Este é mais um novo texto do meu amigo Sérgio Pereira, blogueiro do site www.sp13.blogspot.com . Quis publicá-lo, porque a sua explicação sobre o federalismo norte-americano está muito boa, além de didática e clara aos leitores. Todavia, eu confesso que tenho reservas quanto ao aspecto da sua definição "Estado de Direito", já que o sistema democrático liberal pode prescindir de um sistema federalista (como é o caso da França, de sólida tradição unitária). E por mais simpático que eu seja pelo federalismo político, no entanto, há de se reconhecer que a autonomia política só é possível, quando há estruturas orgânicas e quadros locais para a gerência da coisa pública. Mesmo creio que o Brasil não deixa de ser Estado de Direito por ter um federalismo postiço, embora ele tenha razão em afirmar que a burocratização e o centralismo, dois aspectos perigosos de algumas sociedades tradicionalmente romano-civilistas, sejam fatores que dificultam a consecução das leis e do Estado de Direito.
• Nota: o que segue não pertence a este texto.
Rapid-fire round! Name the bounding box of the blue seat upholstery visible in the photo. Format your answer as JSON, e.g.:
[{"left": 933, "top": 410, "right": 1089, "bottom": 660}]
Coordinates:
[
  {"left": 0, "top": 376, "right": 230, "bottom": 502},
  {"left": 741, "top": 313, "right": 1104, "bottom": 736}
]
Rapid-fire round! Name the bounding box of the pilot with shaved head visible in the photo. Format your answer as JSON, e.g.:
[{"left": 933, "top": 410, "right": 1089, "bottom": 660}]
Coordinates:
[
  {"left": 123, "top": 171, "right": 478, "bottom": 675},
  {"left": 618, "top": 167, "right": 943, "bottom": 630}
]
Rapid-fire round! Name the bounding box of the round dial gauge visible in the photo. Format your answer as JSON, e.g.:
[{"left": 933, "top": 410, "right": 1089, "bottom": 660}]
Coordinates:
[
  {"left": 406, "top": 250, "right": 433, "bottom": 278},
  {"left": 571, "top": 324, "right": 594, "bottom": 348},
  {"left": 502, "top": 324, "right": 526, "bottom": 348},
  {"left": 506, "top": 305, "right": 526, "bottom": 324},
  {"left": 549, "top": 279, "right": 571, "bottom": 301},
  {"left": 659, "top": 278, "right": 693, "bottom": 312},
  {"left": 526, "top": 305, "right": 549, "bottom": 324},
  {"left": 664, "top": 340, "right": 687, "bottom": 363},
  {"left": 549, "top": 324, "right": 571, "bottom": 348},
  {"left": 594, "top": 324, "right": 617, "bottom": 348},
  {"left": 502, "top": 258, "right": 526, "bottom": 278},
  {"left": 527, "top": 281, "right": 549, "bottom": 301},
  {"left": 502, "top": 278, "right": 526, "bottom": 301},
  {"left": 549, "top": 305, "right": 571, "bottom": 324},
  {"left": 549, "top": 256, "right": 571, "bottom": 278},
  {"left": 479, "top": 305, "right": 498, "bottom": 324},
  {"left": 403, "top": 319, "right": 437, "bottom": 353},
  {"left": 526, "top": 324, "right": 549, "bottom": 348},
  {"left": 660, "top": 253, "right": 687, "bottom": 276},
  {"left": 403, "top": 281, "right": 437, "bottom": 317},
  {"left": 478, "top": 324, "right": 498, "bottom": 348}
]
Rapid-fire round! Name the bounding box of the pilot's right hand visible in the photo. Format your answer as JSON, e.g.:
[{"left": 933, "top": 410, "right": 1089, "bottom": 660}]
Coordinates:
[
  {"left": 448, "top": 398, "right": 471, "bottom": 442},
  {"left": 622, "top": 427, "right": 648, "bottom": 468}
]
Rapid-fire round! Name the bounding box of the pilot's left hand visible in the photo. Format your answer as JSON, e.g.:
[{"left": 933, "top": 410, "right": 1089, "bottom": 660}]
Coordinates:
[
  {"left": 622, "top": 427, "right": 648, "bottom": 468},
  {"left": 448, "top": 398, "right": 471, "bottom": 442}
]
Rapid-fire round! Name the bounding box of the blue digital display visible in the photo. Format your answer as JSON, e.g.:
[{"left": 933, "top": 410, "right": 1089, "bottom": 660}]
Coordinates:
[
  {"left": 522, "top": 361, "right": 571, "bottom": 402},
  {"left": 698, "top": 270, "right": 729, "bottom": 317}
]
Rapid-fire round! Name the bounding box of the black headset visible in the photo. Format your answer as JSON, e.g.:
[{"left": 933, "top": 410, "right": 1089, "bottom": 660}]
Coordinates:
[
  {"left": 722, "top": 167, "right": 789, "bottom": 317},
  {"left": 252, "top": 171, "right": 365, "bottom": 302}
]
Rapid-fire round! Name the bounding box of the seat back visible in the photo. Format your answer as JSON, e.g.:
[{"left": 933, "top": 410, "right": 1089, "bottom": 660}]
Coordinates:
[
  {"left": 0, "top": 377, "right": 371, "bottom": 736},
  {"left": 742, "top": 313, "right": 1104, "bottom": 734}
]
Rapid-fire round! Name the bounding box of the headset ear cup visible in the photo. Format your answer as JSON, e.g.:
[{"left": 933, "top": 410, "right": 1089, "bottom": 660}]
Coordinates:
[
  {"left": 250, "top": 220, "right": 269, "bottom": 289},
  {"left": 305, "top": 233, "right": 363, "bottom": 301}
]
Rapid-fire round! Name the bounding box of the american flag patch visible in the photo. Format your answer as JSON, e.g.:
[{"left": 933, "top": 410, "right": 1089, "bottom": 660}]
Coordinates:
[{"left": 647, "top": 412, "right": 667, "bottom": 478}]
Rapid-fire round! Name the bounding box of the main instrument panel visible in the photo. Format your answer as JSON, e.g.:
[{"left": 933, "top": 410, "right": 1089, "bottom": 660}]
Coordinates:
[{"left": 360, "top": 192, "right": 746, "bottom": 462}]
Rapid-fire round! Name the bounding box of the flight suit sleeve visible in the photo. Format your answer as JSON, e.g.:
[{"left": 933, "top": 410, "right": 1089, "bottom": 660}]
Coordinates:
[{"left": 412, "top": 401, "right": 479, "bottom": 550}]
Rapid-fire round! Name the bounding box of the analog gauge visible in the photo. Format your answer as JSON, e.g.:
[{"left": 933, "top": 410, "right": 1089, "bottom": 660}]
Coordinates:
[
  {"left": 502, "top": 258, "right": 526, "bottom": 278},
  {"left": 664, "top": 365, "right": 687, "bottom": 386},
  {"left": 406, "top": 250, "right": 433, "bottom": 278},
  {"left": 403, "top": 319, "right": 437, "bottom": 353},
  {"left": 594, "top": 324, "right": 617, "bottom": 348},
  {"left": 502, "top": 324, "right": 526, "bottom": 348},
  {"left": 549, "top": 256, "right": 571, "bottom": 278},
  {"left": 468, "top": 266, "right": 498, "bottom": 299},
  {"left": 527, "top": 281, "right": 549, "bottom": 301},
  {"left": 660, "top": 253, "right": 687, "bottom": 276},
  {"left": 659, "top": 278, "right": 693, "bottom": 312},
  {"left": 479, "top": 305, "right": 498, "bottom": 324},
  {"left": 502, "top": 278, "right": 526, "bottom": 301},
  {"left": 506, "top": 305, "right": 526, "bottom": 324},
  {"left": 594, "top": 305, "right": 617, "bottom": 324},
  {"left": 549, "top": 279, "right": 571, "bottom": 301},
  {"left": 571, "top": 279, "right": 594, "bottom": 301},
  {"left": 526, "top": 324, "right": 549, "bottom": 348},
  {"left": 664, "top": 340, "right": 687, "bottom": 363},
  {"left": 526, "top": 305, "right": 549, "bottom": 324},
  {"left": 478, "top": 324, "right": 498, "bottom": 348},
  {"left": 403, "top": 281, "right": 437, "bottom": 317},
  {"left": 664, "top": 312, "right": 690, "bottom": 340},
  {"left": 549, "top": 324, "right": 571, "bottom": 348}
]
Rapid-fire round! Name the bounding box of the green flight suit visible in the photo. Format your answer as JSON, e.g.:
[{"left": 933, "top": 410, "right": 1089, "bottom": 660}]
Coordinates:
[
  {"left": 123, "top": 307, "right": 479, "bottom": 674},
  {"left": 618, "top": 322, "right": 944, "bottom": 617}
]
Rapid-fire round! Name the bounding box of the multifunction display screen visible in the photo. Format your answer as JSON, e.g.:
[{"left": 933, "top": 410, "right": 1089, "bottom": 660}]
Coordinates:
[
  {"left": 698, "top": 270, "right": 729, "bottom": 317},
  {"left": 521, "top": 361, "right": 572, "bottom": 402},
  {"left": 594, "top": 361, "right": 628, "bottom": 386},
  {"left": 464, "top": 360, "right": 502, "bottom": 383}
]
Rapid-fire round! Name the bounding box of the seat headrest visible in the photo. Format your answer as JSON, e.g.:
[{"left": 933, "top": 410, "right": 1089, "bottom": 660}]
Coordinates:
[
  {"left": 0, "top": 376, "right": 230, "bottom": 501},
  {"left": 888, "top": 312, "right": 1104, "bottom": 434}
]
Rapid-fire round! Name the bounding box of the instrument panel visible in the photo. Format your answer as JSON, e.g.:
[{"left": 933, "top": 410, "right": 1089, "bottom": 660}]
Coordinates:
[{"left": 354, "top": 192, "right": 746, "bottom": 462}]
Prejudicam, inclusive, a democracia, já que a centralização do poder é inimiga das liberdades individuais e das autonomias locais. A temática do artigo, por si só, é interessante, pois faz as seguintes comparações de realidades políticas diferenciadas, analisando parâmetros e correlações, entre a realidade política norte-americana e brasileira. O retrato de várias comunidades autônomas unidas em só uma, onde o poder do governante é o mais próximo possível dos governados, como é o caso da democracia norte-americana, é o exemplo clássico de uma grande nação e de uma grande república, um modelo que exemplifica o sucesso da sociedade política anglo-saxônica. Os americanos, sob alguns aspectos, têm muitas coisas a nos ensinar, em matéria de democracia. Enfim, o texto do Sérgio Pereira disserta muito bem sobre isso. É, em suma, um texto muito bem escrito.
Em nenhum país encontra-se uma melhor organização legislativa e jurisprudencial do que nos EUA. Graças ao federalismo e aos fundamentos liberais do Estado americano, os Estados e os municípios gozam de amplíssima autonomia para legislar sobre matérias de direito civil, penal, trabalhista, eleitoral, constitucional etc. Isto faz com que os EUA sejam o supra-sumo do Estado de Direito. Outra característica interessante do direito americano é o caráter consuetudinário de sua estrutura. Lá, as leis são posteriores à evolução dos usos e costumes do povo, ao passo que no Brasil, acontece justamente o inverso, isto é, as leis são elaboradas e o povo é obrigado a se adaptar a elas. Herança ibérica? Muito provavelmente!
Além disso, a Suprema Corte dos EUA possui o assim-chamado poder discricionário, isto é, seus juízes escolhem quais casos julgar e descartam os casos considerados infra-constitucionais, uma realidade bem diferente do direito brasileiro, em que casos como brigas de cachorro vão parar no STF - Supremo Tribunal Federal - e os ministros são obrigados a apreciá-los, como o recente caso da cadela “Pretinha”, ocorrido numa cidadezinha do interior de Minas Gerais.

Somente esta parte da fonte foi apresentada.